Python 3.13+ NumPy License: MIT

🚀 Key Features

  • 🧠 Memory Efficient: Process images larger than RAM using intelligent tiling
  • 🔬 Multi-Channel Ready: Native CHW format support for microscopy workflows
  • ⚡ Zero-Copy Views: Leverages numpy slicing for maximum performance
  • 🔧 Seamless Reconstruction: Intelligent overlap handling eliminates artifacts
  • ☁️ Cloud-Scale: Built-in zarr integration for massive datasets
  • 🎯 Pluggable Pipeline: Custom processing functions integrate seamlessly

📦 Installation

pip install tileflow

🔥 Quick Start

Basic Image Processing

from tileflow import TileFlow
import numpy as np

# Define your processing function
def enhance_contrast(tile):
    """Enhance contrast using histogram stretching."""
    p2, p98 = np.percentile(tile, (2, 98))
    return np.clip((tile - p2) / (p98 - p2 + 1e-8), 0, 1)

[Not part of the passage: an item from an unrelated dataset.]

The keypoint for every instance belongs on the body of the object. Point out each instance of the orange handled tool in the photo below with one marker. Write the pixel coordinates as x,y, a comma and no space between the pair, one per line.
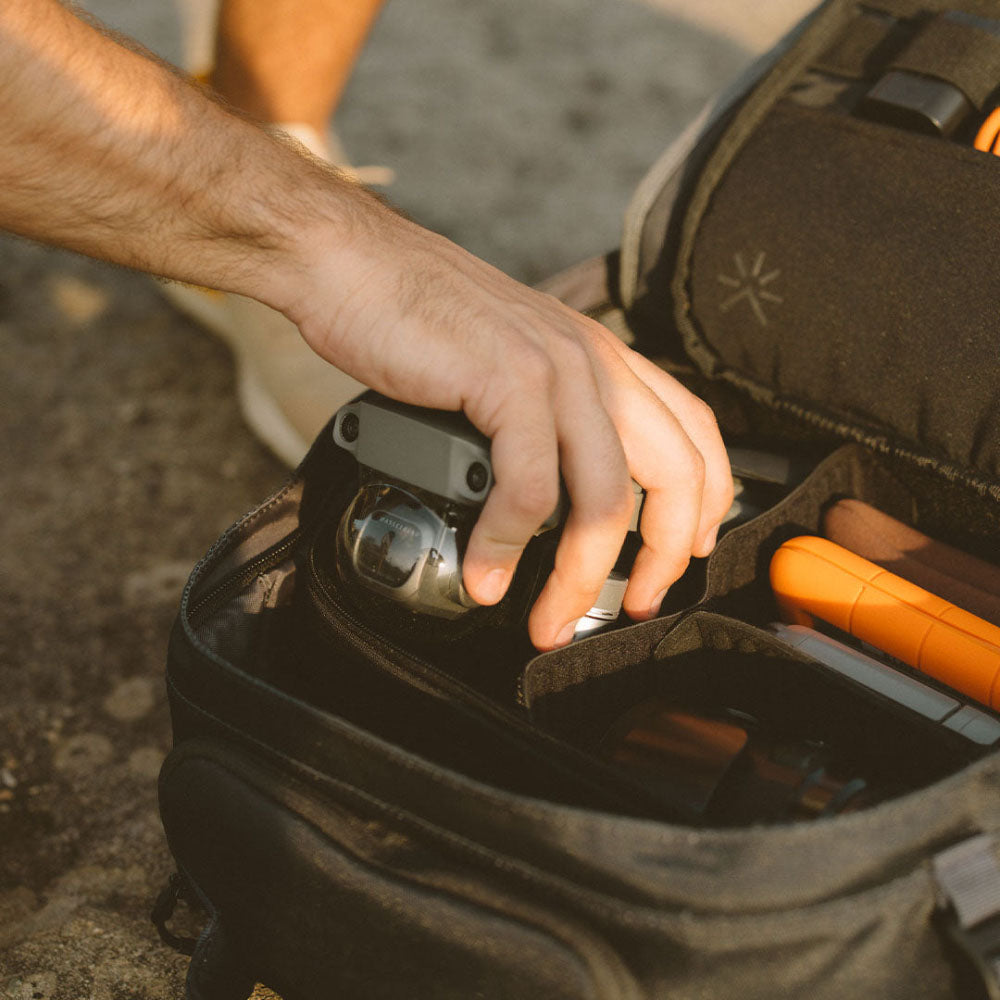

# Configure and run processor
processor = TileFlow(tile_size=(256, 256), overlap=(16, 16))
processor.configure(function=enhance_contrast)
result = processor.run(large_image)

Multi-Channel Microscopy

from tileflow import generate_multichannel_image, SobelEdgeDetector

# Generate realistic 8-channel microscopy data [C, H, W]
image_chw = generate_multichannel_image(shape=(8, 2048, 2048))

# Process DAPI channel for nuclei detection
dapi_channel = image_chw[0]  # Extract nuclei channel
sobel = SobelEdgeDetector(tile_size=(256, 256), overlap=(16, 16))
nuclei_edges = sobel.process(dapi_channel)

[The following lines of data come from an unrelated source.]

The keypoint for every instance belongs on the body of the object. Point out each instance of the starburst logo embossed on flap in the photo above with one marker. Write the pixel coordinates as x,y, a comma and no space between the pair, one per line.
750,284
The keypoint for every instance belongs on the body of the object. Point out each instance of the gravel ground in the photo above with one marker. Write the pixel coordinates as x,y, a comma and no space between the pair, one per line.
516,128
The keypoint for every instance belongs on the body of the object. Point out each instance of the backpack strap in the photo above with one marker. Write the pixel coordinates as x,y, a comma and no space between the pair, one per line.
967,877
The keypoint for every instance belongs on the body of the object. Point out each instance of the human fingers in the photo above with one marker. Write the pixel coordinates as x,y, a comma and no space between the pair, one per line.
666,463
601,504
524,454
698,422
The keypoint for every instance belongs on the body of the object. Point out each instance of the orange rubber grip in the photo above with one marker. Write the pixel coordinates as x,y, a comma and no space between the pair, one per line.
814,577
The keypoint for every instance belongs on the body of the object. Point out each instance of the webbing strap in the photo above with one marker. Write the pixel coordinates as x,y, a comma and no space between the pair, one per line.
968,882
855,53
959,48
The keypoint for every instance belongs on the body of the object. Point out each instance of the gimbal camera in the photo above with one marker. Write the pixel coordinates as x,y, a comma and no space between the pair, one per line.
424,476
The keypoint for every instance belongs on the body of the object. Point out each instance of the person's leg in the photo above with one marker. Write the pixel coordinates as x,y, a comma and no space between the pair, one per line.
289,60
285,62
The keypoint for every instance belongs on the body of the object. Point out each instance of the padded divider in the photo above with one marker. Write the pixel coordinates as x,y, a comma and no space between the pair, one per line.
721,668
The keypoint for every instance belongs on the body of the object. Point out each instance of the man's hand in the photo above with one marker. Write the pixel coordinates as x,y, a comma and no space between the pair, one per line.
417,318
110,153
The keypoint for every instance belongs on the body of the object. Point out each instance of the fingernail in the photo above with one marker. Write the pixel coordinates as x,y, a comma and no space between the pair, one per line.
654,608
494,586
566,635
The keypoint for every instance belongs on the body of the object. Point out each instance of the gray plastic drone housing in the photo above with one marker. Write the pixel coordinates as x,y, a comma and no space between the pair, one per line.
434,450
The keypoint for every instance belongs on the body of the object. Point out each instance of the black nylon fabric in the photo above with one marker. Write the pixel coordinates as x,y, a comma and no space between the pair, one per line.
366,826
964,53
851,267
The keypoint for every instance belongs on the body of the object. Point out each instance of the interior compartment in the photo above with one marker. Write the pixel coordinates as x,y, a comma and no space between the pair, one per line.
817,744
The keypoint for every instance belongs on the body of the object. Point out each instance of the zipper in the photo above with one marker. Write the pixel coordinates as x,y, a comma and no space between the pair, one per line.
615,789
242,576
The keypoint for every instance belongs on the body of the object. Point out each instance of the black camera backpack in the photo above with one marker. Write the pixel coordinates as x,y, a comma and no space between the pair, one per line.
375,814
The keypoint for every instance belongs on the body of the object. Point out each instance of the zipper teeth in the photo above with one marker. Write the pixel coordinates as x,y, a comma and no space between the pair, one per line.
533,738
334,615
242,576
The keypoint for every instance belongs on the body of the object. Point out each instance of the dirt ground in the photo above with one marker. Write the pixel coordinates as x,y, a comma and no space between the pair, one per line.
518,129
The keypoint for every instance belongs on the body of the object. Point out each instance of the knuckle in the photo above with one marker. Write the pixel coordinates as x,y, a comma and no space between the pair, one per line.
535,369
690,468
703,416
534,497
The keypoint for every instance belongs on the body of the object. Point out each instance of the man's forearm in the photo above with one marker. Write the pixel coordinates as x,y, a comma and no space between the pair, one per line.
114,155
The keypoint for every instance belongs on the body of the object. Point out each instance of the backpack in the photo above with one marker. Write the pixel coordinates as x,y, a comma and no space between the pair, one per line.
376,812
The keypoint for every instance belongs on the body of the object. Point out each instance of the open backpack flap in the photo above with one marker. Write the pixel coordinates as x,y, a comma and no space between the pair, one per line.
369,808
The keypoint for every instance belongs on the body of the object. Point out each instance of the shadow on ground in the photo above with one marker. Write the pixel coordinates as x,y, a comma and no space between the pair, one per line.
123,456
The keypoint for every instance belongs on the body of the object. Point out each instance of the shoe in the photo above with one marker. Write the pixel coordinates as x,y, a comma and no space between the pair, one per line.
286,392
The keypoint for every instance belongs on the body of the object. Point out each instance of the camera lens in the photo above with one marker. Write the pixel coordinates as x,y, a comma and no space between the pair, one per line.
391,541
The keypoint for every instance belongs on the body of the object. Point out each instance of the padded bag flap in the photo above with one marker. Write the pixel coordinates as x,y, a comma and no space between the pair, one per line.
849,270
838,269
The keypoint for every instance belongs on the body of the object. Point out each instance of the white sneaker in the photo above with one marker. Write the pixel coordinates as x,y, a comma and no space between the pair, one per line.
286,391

# Apply different processing to each channel
for i, channel in enumerate(image_chw):
    if i == 0:  # DAPI - nuclei segmentation
        processed = sobel.process(channel)
        nuclei_mask = processed > np.percentile(processed, 95)
    else:  # Other channels - generic enhancement
        processed = sobel.process(channel)
    
    print(f"Channel {i}: {processed.max():.3f} max intensity")

Zarr for Massive Datasets

import zarr
import numpy as np
from tileflow import TileFlow

# Create zarr dataset for efficient storage
dataset = zarr.open('microscopy.zarr', mode='w', 
                   shape=(16, 8192, 8192), chunks=(1, 1024, 1024))

# Process channels individually to manage memory
processor = TileFlow(tile_size=(512, 512), overlap=(32, 32))
processor.configure(function=your_analysis_function)

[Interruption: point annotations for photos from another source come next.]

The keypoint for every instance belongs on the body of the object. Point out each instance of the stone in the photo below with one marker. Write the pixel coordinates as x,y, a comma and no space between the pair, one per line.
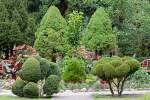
83,90
76,90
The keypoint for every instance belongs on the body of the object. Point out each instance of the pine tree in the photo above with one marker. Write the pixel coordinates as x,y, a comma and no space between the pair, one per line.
13,24
50,36
99,34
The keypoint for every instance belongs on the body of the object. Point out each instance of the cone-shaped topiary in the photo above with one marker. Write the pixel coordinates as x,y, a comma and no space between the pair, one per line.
30,71
50,36
52,20
99,34
116,70
51,85
17,88
74,70
31,90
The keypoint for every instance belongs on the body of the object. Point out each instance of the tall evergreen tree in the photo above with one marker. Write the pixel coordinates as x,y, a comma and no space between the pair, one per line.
99,34
50,36
13,24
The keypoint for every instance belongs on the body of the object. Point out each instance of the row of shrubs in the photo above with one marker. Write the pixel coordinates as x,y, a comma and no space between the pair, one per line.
38,69
34,71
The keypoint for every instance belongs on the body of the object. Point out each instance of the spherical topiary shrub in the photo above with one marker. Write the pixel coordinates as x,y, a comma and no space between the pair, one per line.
17,88
116,71
74,70
51,85
31,90
47,67
44,66
54,69
31,70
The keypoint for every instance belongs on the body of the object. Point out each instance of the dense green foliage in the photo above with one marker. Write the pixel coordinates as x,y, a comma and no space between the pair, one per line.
50,36
30,71
17,88
99,34
116,70
48,68
140,79
74,70
15,24
75,26
51,85
37,72
31,90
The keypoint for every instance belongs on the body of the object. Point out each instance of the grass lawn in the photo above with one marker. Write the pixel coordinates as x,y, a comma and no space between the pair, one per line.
146,97
18,98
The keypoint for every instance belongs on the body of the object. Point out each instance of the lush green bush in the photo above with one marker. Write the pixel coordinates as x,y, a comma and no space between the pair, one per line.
17,88
115,68
31,90
31,70
54,69
51,85
44,66
47,67
74,70
139,79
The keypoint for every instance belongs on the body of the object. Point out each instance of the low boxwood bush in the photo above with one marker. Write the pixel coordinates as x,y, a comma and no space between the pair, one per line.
17,88
51,85
31,90
31,70
116,71
74,70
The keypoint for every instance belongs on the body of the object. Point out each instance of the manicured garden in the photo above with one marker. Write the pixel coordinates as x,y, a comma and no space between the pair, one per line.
56,48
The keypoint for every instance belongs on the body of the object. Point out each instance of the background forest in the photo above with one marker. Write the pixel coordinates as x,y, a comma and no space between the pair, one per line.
129,20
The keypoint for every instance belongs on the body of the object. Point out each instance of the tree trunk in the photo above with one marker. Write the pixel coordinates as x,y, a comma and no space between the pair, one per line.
111,89
122,87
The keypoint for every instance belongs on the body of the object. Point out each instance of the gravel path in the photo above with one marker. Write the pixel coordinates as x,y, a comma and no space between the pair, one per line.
69,95
73,96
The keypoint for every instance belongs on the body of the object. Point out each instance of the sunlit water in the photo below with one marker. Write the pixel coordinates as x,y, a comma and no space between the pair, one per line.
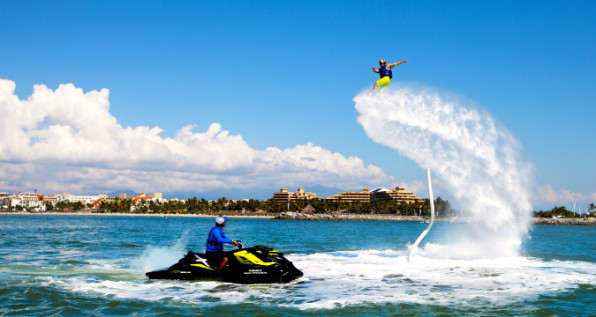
77,265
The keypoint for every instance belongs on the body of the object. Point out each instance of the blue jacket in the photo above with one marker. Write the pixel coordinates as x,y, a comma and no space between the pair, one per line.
384,71
216,239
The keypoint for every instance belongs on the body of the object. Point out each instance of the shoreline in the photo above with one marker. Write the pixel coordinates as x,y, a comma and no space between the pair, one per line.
309,217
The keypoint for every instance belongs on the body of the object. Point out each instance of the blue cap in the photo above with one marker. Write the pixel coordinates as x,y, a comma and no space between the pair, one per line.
220,220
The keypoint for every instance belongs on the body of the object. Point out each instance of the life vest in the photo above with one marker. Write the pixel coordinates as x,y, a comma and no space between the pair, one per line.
384,71
212,244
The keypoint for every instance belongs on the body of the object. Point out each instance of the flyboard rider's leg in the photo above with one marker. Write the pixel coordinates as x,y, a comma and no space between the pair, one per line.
383,83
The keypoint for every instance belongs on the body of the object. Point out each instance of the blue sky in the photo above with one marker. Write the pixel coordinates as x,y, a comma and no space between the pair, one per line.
282,74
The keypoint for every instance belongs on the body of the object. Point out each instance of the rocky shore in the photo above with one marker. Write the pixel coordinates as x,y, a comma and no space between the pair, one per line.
376,217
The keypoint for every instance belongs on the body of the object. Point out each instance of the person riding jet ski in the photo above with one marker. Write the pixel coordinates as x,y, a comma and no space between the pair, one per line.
258,264
215,240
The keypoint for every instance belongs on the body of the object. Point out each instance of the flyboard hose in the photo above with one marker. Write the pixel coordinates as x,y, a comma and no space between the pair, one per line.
432,216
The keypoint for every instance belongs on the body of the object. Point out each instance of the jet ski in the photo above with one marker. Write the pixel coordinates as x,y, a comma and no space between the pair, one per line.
259,264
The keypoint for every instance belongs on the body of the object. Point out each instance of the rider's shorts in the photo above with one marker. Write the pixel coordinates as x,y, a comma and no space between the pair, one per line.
385,81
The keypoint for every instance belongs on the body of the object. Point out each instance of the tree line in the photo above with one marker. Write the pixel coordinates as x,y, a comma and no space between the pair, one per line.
202,206
561,211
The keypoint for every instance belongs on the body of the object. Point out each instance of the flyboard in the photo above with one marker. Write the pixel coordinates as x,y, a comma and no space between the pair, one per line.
432,216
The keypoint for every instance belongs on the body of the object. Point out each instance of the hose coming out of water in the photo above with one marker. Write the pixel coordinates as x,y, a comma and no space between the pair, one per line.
432,216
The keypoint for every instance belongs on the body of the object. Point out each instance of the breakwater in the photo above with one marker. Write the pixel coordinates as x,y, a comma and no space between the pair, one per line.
377,217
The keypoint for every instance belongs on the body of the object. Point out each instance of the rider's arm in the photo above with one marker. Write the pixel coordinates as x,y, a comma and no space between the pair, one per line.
396,63
221,237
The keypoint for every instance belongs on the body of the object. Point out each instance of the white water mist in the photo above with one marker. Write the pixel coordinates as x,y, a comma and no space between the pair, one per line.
472,154
158,257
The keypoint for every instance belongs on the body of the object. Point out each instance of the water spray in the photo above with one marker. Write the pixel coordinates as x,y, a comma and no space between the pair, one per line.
432,216
477,158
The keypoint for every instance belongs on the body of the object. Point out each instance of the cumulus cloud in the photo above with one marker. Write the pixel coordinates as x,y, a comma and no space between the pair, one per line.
548,194
66,139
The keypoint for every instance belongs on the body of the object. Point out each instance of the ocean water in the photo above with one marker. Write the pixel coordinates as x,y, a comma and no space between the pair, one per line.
94,266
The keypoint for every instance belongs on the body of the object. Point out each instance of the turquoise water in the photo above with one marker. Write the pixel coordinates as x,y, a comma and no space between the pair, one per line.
94,265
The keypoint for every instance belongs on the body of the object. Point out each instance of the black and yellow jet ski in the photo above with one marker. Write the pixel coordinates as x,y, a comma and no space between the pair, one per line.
259,264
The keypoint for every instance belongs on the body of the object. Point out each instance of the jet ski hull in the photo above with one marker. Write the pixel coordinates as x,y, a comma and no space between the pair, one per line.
254,265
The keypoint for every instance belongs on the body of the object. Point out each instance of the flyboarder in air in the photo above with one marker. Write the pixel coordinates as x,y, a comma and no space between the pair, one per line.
386,74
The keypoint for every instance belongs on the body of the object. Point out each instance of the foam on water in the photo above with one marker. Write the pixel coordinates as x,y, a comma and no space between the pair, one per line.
349,278
472,154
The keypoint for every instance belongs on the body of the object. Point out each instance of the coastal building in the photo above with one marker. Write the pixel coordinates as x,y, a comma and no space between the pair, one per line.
361,196
84,199
4,200
285,195
156,195
398,194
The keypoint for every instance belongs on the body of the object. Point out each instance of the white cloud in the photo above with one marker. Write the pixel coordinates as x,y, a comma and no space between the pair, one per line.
548,194
67,140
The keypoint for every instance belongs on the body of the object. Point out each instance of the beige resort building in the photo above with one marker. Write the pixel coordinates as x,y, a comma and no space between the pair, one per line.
398,194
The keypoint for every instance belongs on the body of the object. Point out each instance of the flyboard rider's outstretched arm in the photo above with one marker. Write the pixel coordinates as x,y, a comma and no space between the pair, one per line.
395,64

for channel_idx in range(16):
    # Load single channel from zarr (memory efficient)
    channel_data = np.array(dataset[channel_idx])
    
    # Process with TileFlow
    result = processor.run(channel_data)
    
    # Save or analyze result
    print(f"Channel {channel_idx} processed: {result.shape}")

🧪 Advanced Examples

Custom Multi-Channel Pipeline

class NucleiSegmentationPipeline:
    """Specialized pipeline for DAPI nuclei segmentation."""
    
    def __init__(self, sensitivity=0.95):
        self.sensitivity = sensitivity
        self.processor = TileFlow(tile_size=(256, 256), overlap=(16, 16))
    
    def segment_nuclei(self, tile):
        """Apply Sobel + thresholding for nuclei detection."""
        # Sobel edge detection
        gx = np.gradient(tile, axis=1)
        gy = np.gradient(tile, axis=0) 
        edges = np.sqrt(gx*gx + gy*gy)
        
        # Adaptive thresholding
        threshold = np.percentile(edges, self.sensitivity * 100)
        return (edges > threshold).astype(np.uint8)
    
    def process(self, dapi_channel):
        """Process DAPI channel for nuclei segmentation."""
        self.processor.configure(function=self.segment_nuclei)
        return self.processor.run(dapi_channel)

# Use the pipeline
pipeline = NucleiSegmentationPipeline(sensitivity=0.95)
nuclei_mask = pipeline.process(image_chw[0])
print(f"Detected {nuclei_mask.sum()} nuclei pixels")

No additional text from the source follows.